Krowinski has been the owner and lead designer of Sapling Press since 2003. The stationery store specializes in a proudly quaint, analog form of printing known as letterpress, where letters are made by pressing the paper against a raised and inked metallic surface. Think Benjamin Franklin, but slightly more streamlined.

Those looking to breathe in some ink and check out inventive local craft-making can visit Sapling’s new location at 4618 Friendship Avenue in Bloomfield, which opened earlier this month.

“There are so many other ways to print these days, but there is only one true way to create a letterpress printed piece, by using these gorgeous printing presses, some well over 100 years old,” Krowinski says. “I love that it’s a process, and I love that it’s a process that we’re immediately involved in keeping relevant in today’s digital age.”

Courtesy of Sapling Press.

Speaking to NEXTpittsburgh, Krowinski recalled that since moving the business to Pittsburgh in 2004, she’s moved locations five times, but she foresees the Friendship location as Sapling Press’s final home.

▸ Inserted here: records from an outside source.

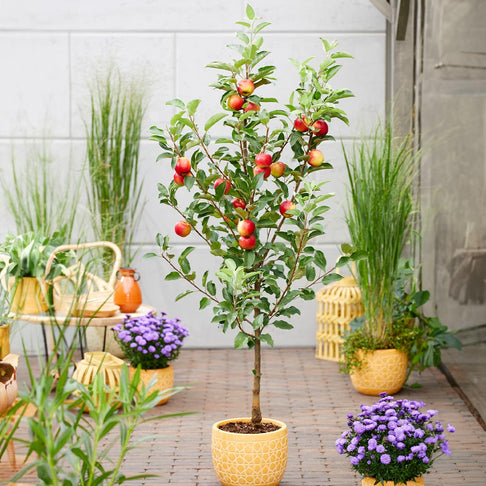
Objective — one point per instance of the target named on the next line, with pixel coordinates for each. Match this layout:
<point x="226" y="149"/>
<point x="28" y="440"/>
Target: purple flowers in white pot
<point x="392" y="440"/>
<point x="149" y="340"/>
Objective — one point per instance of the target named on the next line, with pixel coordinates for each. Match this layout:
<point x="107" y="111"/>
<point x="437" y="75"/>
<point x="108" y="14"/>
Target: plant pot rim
<point x="282" y="425"/>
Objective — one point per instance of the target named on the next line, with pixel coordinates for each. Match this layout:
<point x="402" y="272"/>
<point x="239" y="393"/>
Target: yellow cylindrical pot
<point x="4" y="340"/>
<point x="29" y="297"/>
<point x="249" y="459"/>
<point x="98" y="362"/>
<point x="383" y="370"/>
<point x="164" y="376"/>
<point x="371" y="482"/>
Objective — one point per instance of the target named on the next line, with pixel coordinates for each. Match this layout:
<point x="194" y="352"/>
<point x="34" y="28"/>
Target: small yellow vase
<point x="29" y="297"/>
<point x="164" y="376"/>
<point x="249" y="459"/>
<point x="4" y="340"/>
<point x="383" y="370"/>
<point x="371" y="482"/>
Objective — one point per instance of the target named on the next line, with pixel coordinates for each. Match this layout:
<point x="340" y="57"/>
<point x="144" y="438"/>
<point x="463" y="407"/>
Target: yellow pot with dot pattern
<point x="249" y="459"/>
<point x="383" y="370"/>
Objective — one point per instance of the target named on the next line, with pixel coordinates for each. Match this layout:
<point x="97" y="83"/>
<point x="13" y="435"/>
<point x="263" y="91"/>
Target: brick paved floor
<point x="311" y="397"/>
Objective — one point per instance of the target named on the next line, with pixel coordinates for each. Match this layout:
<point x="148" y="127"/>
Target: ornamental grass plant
<point x="393" y="440"/>
<point x="113" y="131"/>
<point x="150" y="341"/>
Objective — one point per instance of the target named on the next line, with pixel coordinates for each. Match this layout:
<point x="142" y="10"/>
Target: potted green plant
<point x="23" y="261"/>
<point x="393" y="442"/>
<point x="257" y="206"/>
<point x="381" y="172"/>
<point x="151" y="343"/>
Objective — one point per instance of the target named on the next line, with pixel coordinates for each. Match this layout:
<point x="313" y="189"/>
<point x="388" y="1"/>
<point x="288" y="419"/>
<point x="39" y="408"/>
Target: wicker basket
<point x="338" y="304"/>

The building, over a century old, used to house a soap-making company in the previous century.

Krowinski purchased the building in July of 2017 and spent eight months remodeling it. At 4,800 square feet, the building is double the size of Sapling’s previous Lawrenceville location, and the extra space will allow her and her team to begin teaching open classes on their letterpress machines starting in early 2019.

“Folks will be able to come and play around with the wood type and our over 70-year old presses to create and print something of their own from start to finish,” she says. “Being one of only a few letterpress printers in the area, I’m very excited to be able to open up our shop again to the public. ”

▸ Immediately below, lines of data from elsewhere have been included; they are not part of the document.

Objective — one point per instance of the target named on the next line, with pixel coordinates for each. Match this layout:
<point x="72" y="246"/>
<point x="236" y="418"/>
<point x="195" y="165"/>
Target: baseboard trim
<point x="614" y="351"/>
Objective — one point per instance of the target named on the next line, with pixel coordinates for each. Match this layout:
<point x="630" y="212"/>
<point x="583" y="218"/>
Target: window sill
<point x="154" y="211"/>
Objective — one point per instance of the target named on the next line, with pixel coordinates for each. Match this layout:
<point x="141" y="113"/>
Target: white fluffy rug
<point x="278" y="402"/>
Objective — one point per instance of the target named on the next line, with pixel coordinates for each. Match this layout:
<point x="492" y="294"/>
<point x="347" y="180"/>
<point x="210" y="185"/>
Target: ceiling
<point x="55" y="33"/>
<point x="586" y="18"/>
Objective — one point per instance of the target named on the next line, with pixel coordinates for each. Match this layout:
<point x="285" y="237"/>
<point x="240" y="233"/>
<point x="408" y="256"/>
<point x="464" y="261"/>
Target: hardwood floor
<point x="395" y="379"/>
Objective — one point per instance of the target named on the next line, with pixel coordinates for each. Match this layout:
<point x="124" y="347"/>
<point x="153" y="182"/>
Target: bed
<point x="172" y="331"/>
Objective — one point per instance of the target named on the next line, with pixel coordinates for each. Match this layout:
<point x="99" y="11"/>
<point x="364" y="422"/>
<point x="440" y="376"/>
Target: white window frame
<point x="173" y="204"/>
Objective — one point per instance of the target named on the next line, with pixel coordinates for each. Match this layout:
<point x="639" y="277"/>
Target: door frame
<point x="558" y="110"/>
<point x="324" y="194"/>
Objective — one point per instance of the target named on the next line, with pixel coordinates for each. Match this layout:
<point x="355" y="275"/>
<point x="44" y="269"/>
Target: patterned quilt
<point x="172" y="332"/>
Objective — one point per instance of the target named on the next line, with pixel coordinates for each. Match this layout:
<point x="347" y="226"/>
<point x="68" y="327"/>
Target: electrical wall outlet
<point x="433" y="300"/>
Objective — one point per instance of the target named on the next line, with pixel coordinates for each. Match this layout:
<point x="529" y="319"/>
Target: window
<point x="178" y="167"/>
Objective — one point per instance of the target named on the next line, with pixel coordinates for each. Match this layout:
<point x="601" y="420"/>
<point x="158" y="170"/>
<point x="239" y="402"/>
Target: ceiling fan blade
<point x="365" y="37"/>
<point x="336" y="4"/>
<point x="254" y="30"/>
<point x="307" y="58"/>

She and her team of seven full-time staff supply orders for clients as far afield as Iceland and New Zealand, and count PNC Bank, Duolingo and regional treasure Rick Sebak among their local clientele.

Her line of minimalist, darkly comic greeting cards has developed a cult following in bookshops around the city. A typical card will include greetings like “So much of life is just pretending you’re ok” and “I may not know what I am doing with my life but I am also very poor.”